En palabras del ex jefe de la Oficina Nacional de Procesos Electorales (ONPE) y experto en temas electorales Fernando Tuesta Soldevilla, daría la impresión de que varios de ellos “se han tomado muy a pecho aquello [de] que todos tienen derecho a elegir y ser elegidos”.
Así, ex ministros o viceministros, ex alcaldes, viejos conductores de programas radiales o de televisión y líderes de partidos extintos se han colocado efectivamente en el partidor al lado de los aspirantes que cuentan ya con algún contingente electoral y, por lo menos en estos momentos iniciales de la campaña, se muestran tan optimistas como aquellos. “Yo me guío por el respaldo que recojo en las calles” o “la verdadera encuesta es el 10 de abril”, argumentan impasibles.
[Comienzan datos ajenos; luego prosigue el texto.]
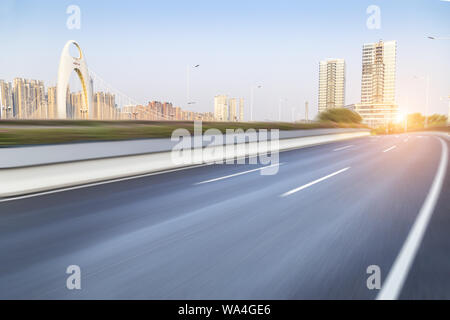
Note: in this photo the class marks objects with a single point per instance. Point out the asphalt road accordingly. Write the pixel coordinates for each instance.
(308, 232)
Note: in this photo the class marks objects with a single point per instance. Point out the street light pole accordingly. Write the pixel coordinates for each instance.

Y luego, como habitantes de un universo paralelo que hubieran sido repentinamente trasladados al nuestro, anuncian su inminente paso a la segunda vuelta.
¿Qué los anima? ¿Han perdido perspectiva? ¿Saben algo que nosotros ignoramos?
La respuesta a estas interrogantes es diversa. Por un lado, puede haber en ellos ciertamente una motivación distinta a la de ganar la presidencia, como, por ejemplo, la afirmación de un credo doctrinario, la voluntad de servir de locomotora a una lista parlamentaria de escasa notoriedad, o el mero afán de una gratificación de la autoestima a través de la exposición que una campaña supone. Y por otro, es innegable que la apetencia de poder distorsiona la percepción de la realidad en muchas personas, por más ilustradas o competentes que sean.
Pero, por encima de todo, se diría que existe en ellos la esperanza de que un vuelco de la fortuna los convierta a última hora en la carta de los millones de peruanos que suelen valerse de las elecciones para expresar su desencanto con el sistema de representación y la política en general, y así se vean empujados a Palacio por un electorado que a duras penas los conoce.
Ha sucedido antes –el caso de Alberto Fujimori es el más ostensible, pero no el único– y puede volver a suceder. Y en ese sentido –podría razonar cualquiera de esos candidatos hoy cuasi anónimos– no es completamente descabellado tentar la suerte. Total, la experiencia demuestra que no hace falta tener realmente un programa o una institución partidaria; solamente, estar en el lugar correcto en el momento correcto. O, lo que es igual, poseer el boleto premiado al momento del sorteo.
Y en un sorteo en el que intervienen solo veinte concursantes, las posibilidades de tener el ticket ganador en la mano son mucho más altas que en cualquier lotería. Estamos, pues, ante toda una nueva manera de entender la idea del ‘ánfora electoral’.
Por eso, como bien sabemos los peruanos, ganar las elecciones en nuestro país y gobernarlo adecuadamente son tareas muy distintas, que, así como están planteadas las cosas, requieren habilidades prácticamente excluyentes. Y si bien alentar la falta de institucionalidad a través del voto azaroso del que venimos hablando puede resultar atractivo como un ejercicio de desfleme frente a una situación largamente insatisfactoria, no se debe perder de vista que, al mismo tiempo, ha garantizado siempre una nueva acumulación de flema por cinco años.